The injury was season-ending, and Abdesmad had to watch from the sideline as the Eagles finished their first 13-game schedule since he arrived at BC.

“At first I was angry, but you just have to move on and get back,” he said. “It was hard. I came here to play football, so when I was off and seeing my team playing it sucked. I was staying in the booth and watching the guys playing.”

The road to recovery was a long one. Unable to play any spring ball, Abdesmad had to stay on the sidelines until the Eagles’ summer camp, focusing on rehab and assisting his teammates in whatever ways he could. Come camp, though, he was able to play, and with each day of practice he felt a steady improvement in his condition.

With a new season comes a healed knee, and Abdesmad played in the Eagles’ first game last Saturday against UMass in which the BC defense held UMass with a firm grip, limiting the Minutemen to just 202 yards of total offense.

As a senior on a team that lost a significant number of its weapons on both sides of the ball, he sees it as his duty to transition into a leadership role, which is split an even 50-50 between upperclassmen and underclassmen. Once again, though, he does not take his leadership role with the aggressive, attacking nature of his position.

“I have to be a leader and just go hard and show the guys how to make plays,” he said. “I’m not a verbal leader. If I need to do it, I’ll say something, but usually I’m more like doing things.”

The example that he sets is one of calm focus before the snap and quick aggression after it. While he admits to feeling nerves on game day, he never lets those nerves get the best of him—especially when he steps on the field.

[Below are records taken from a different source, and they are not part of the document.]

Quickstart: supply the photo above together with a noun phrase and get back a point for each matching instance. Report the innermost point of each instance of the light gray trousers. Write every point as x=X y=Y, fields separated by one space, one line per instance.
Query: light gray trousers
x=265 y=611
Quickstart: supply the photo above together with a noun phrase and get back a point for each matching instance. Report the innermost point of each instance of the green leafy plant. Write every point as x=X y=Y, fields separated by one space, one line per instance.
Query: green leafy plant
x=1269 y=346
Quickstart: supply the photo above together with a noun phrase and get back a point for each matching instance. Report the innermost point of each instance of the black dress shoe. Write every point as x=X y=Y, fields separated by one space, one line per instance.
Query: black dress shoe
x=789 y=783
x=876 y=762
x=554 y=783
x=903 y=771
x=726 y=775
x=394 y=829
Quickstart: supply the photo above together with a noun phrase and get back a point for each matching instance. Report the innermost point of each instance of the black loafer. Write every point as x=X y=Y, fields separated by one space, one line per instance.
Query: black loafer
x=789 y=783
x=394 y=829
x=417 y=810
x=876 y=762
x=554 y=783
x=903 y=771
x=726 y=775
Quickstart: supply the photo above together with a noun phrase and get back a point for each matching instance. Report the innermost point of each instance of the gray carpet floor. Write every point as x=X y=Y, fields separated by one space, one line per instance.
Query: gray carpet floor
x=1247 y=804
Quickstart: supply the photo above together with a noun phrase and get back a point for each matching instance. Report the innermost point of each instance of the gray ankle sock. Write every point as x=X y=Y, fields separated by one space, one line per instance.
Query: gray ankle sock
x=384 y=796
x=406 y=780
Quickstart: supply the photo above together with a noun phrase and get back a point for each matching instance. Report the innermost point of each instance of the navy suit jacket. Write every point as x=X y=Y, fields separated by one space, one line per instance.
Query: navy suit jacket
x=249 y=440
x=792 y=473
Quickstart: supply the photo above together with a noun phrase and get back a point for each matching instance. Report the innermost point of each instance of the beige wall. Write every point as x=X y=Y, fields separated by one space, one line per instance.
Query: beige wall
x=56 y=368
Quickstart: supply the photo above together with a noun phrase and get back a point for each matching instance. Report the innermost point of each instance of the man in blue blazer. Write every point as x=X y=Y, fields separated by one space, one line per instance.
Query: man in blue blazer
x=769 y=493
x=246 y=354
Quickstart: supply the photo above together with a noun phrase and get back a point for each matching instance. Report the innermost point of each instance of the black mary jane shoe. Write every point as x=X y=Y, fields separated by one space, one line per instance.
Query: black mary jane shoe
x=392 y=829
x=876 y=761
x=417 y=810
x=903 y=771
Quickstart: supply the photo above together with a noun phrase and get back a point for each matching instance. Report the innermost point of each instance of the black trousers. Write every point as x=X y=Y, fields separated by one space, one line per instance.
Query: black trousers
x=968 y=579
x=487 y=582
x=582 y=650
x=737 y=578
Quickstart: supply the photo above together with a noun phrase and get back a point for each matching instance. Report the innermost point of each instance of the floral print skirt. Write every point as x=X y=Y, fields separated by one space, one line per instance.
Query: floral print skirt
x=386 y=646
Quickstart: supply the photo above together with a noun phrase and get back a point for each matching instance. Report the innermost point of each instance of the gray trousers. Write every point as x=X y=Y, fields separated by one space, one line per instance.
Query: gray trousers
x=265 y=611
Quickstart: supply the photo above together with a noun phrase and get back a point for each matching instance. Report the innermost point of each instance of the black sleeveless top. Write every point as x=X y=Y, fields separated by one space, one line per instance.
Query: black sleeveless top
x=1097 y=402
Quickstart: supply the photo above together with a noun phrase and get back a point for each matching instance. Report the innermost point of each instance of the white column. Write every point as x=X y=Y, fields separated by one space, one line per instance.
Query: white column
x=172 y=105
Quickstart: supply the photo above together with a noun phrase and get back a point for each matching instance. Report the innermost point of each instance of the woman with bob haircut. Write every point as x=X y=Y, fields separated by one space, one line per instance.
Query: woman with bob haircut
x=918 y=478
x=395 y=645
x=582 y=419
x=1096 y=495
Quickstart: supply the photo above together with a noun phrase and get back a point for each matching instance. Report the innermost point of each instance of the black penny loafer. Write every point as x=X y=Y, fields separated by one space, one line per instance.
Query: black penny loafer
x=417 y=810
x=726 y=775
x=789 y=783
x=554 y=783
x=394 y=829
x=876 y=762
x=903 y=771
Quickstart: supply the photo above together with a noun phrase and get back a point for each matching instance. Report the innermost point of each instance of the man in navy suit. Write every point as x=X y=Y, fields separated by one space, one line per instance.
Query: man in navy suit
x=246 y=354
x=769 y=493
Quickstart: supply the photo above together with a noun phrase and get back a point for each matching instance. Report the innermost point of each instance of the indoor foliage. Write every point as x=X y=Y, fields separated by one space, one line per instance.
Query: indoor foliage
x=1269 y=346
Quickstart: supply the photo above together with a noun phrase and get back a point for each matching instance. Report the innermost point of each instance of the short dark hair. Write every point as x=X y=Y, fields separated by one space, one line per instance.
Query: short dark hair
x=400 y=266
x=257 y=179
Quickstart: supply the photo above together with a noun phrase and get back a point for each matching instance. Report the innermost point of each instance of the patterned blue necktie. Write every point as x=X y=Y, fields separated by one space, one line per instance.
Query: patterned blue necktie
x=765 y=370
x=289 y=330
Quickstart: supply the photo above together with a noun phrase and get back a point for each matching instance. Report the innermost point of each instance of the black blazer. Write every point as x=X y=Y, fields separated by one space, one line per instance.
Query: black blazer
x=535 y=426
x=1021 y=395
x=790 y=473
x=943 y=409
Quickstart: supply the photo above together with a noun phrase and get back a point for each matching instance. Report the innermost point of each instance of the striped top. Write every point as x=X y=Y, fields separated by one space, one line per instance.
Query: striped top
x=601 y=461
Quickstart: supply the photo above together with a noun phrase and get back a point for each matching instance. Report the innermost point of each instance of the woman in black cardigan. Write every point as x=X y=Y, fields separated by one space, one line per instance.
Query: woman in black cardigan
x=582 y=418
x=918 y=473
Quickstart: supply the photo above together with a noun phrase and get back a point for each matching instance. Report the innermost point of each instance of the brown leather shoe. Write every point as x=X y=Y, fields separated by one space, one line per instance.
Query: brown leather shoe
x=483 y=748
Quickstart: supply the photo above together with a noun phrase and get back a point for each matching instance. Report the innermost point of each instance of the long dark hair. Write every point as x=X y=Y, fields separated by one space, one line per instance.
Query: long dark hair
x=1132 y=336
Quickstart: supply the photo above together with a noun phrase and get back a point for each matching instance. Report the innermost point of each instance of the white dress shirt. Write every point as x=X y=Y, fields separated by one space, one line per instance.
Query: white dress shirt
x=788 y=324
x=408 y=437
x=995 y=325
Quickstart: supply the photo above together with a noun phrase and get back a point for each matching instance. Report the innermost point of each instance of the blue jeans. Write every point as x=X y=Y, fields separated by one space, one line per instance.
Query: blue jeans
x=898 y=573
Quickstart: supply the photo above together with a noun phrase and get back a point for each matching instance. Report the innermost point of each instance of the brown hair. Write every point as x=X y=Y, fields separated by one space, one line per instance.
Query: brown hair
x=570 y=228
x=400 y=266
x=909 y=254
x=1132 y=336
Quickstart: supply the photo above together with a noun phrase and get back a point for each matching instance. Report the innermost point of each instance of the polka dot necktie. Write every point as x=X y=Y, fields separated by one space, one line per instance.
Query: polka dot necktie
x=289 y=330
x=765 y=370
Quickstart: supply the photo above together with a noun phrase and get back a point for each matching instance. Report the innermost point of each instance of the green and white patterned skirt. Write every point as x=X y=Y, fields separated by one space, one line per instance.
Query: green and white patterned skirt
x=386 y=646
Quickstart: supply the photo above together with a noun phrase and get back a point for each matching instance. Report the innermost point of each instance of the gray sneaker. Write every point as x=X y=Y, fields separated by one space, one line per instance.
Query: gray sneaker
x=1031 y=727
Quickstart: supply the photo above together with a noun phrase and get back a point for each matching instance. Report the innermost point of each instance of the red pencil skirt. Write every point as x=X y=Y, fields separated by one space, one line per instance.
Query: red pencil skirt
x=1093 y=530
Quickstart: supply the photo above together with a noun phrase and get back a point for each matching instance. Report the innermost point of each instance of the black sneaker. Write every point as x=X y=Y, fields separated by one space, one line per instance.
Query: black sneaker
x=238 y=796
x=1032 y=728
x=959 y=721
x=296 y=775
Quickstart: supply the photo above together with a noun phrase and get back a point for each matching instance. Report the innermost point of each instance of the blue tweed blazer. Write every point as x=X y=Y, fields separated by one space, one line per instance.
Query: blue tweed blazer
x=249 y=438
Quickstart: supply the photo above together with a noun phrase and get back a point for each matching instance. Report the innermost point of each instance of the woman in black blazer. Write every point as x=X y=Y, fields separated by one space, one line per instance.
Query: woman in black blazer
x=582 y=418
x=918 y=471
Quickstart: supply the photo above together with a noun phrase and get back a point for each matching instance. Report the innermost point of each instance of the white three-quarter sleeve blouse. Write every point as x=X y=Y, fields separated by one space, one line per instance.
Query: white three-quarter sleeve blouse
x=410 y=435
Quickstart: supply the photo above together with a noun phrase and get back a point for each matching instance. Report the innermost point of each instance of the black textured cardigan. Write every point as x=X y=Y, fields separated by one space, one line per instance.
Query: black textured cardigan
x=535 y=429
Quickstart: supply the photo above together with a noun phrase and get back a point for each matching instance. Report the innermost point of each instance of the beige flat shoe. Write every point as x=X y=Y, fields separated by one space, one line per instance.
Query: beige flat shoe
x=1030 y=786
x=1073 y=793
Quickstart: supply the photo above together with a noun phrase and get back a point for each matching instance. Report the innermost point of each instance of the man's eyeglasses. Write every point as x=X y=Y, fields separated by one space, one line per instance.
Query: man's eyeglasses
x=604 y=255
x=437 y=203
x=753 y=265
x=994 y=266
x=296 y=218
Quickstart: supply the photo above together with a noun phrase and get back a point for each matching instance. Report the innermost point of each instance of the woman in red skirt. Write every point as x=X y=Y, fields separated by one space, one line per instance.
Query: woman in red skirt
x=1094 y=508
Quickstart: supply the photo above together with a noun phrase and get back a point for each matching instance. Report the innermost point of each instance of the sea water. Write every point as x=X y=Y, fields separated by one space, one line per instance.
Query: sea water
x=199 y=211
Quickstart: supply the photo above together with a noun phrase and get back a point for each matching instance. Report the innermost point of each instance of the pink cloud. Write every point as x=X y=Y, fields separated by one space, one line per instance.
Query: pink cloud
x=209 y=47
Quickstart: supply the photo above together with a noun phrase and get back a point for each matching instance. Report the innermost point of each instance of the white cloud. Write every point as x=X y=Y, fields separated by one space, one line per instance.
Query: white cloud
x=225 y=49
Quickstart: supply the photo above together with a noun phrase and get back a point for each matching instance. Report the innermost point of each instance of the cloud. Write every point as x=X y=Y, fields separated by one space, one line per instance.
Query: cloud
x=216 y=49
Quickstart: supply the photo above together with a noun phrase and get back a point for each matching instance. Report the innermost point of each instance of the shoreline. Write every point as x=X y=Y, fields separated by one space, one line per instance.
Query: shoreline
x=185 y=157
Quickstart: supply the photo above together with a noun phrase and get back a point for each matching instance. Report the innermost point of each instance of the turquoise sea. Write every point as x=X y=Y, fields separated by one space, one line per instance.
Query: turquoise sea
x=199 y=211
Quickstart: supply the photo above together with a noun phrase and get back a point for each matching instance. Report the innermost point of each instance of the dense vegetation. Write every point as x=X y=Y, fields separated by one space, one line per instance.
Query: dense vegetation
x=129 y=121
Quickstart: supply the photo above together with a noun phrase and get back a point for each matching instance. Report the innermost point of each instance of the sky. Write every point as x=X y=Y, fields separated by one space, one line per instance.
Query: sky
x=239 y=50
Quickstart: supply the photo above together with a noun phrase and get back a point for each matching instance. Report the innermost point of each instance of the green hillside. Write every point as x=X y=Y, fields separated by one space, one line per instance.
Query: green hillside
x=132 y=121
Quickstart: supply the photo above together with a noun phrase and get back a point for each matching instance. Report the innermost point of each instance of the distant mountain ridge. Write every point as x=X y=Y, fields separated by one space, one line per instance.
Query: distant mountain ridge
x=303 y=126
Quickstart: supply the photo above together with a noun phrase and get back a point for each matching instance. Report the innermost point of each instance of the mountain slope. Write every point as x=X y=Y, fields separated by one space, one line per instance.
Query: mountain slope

“In the locker room, I’m trying to make jokes and stuff, but on the field I’m more focused,” he said. “I’m not thinking too much, I’m just trying to do my job, that’s it.” His expectations for this season are simple. While some have jumped to make a comparison between his season this year and Kasim Edebali’s breakout last year, he shrugs off any of the pressure that may put on him, sticking to his guns and saying that all he expects from himself is to do his job and do it well. If he does that, he says, other good things will come for the team.

Abdesmad is not daunted by the Eagles’ first big test on Friday against a powerful Pitt run game. When he steps onto the field, it’s going to be another game day, and his calm focus will not be on expectations of a breakout season, but simply on doing his job, and his job isn’t to focus on dealing with pressure—it’s all about applying it.